In the N400 ERP component, we found, however, an effect of type of “word” showing that easy “words” elicited larger amplitudes as compared to hard “words” (see Figure 4), which might suggest facilitated access to these specific words’ representations in memory and/or more successful integration of those representations in higher-order language structures (for a review see Lau et al., 2008). The present study is one of the first reporting electrophysiological evidence that word-like units characterized by higher TPs become more easily extracted than units with lower TPs in the context of a continuous, structured speech stream. Also, it corroborates the idea that electrophysiological responses can reflect the brain’s ability to compute TPs and that they can be reliably used to track the online assimilation of statistical regularities embedded in the input. Since the N400 is sensitive to the frequency of occurrence of units and their degree of contextual predictability (e.g., Lau et al., 2008), this finding also shows our capacity to disentangle highly predictable from low predictable sequences, even in the absence of other cues (e.g., stressed syllables, pauses). However, this electrophysiological effect of the type of nonsense word contrasts with the absence of significant differences in the behavioral indices of recognition of easy vs. hard “words” in the explicit assessment of SL. On one hand, this evidence indicates that behavioral measures of SL, as obtained from the 2-AFC task, might not inform on the nature and extent of the cognitive processes underlying SL. Even though our results showed that the average performance level of recognition is close to the score of the low learners in Abla et al. (2008; 58.62%), our results did show significant N400 differences. On the other hand, this shows that the capacity to decode word-like units from a continuous auditory input, and the capacity to explicitly retrieve these units from long-term memory, may represent two interrelated but distinct processes. The divergent results between the indirect (i.e., online ERP responses) and direct (i.e., offline, behavioral responses) measures of SL might also indicate that the two measures might tap into different neurocognitive processes, and highlight the advantage of combining both approaches in SL research.

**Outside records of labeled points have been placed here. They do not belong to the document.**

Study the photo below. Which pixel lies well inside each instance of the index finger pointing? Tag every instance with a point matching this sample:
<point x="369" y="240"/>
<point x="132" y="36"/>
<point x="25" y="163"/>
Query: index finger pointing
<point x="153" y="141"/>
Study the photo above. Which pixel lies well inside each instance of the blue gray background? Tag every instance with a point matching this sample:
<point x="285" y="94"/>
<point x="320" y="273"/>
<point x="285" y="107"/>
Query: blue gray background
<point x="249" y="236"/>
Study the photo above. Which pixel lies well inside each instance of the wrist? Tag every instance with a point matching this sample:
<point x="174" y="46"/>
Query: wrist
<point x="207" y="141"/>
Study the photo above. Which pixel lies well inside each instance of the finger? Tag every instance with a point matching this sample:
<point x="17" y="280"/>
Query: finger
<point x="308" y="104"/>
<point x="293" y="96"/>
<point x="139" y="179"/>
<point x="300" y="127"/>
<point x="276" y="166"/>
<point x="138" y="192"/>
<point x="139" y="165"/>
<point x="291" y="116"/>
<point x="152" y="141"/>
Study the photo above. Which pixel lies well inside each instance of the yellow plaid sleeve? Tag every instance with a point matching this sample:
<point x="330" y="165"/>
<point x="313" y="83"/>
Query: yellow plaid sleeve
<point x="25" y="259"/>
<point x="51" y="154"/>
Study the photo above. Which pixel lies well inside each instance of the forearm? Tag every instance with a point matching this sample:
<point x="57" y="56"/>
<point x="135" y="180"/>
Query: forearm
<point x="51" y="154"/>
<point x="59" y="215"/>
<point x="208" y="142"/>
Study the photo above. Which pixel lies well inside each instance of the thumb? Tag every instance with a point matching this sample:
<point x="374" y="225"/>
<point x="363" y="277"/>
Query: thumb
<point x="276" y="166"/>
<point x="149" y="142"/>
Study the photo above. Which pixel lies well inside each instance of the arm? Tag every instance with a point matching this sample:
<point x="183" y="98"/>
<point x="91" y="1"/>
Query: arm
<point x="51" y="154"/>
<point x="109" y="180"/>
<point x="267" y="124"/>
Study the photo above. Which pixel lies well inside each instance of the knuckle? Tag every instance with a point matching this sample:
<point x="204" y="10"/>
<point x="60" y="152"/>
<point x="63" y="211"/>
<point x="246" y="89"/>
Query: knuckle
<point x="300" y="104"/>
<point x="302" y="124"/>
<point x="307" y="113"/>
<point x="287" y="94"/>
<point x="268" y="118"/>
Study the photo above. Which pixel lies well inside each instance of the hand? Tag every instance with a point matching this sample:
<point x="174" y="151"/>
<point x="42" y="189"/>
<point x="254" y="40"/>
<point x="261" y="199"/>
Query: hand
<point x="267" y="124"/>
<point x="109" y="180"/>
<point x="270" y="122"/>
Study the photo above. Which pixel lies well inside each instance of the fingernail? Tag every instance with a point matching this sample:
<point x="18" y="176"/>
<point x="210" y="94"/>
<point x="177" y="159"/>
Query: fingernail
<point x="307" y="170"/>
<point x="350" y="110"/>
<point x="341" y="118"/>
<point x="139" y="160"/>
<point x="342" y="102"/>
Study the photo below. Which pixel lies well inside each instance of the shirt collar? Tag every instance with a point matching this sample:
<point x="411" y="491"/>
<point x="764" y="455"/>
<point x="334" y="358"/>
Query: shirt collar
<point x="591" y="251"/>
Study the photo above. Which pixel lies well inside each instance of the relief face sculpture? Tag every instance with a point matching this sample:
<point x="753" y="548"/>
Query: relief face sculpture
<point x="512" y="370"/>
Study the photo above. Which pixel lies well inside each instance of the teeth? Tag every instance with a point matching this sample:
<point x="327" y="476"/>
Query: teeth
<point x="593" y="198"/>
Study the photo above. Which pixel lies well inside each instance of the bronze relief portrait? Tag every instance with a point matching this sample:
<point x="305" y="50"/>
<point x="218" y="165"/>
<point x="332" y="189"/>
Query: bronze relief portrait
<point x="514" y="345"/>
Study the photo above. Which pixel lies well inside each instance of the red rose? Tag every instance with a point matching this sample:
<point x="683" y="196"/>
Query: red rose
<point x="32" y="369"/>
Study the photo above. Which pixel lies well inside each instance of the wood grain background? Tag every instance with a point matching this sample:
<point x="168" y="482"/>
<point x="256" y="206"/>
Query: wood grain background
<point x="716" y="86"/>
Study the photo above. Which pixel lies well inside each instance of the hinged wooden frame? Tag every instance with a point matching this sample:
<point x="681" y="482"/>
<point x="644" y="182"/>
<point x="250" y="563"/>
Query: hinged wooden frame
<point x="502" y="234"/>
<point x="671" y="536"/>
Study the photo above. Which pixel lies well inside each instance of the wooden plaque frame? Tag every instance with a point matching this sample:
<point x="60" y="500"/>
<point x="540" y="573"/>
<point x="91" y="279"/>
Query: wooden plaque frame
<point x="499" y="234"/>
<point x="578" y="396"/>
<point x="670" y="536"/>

The fact that the N400 effect was independent of the learning conditions did not support our hypotheses. This result seems to suggest that the emergence of a pre-lexical trace of words’ representation in the brain based on the extraction of TPs is reached regardless of conscious processes (i.e., the fact that participants have or not prior knowledge about the to-be-learned regularities). Furthermore, we did not observe a significant effect of the block (or any interaction with it), which contradicts the results of Abla et al. (2008). As discussed above, a short exposure time would be a limitation of our design, so a possible block effect could be hindered by a short number of repetitions during the familiarization phase, leading to weak statistical effects. Nonetheless, and together with the N100 results, we could consider an alternative explanation based on the assumption that implicit and explicit instructions lead to word segmentation but relying on different mechanisms (see Daltrozzo and Conway, 2014). Under that hypothesis, larger N400 amplitudes would index the result of the word segmentation process (by tracking the implicit statistical probabilities embedded in the input stream), but without being sensitive to these implicit/explicit mechanisms in which the process is based on. Again, the conclusion of whether N400 effects are sensitive to the learning mechanisms and their temporal courses is precluded by the short familiarization phases.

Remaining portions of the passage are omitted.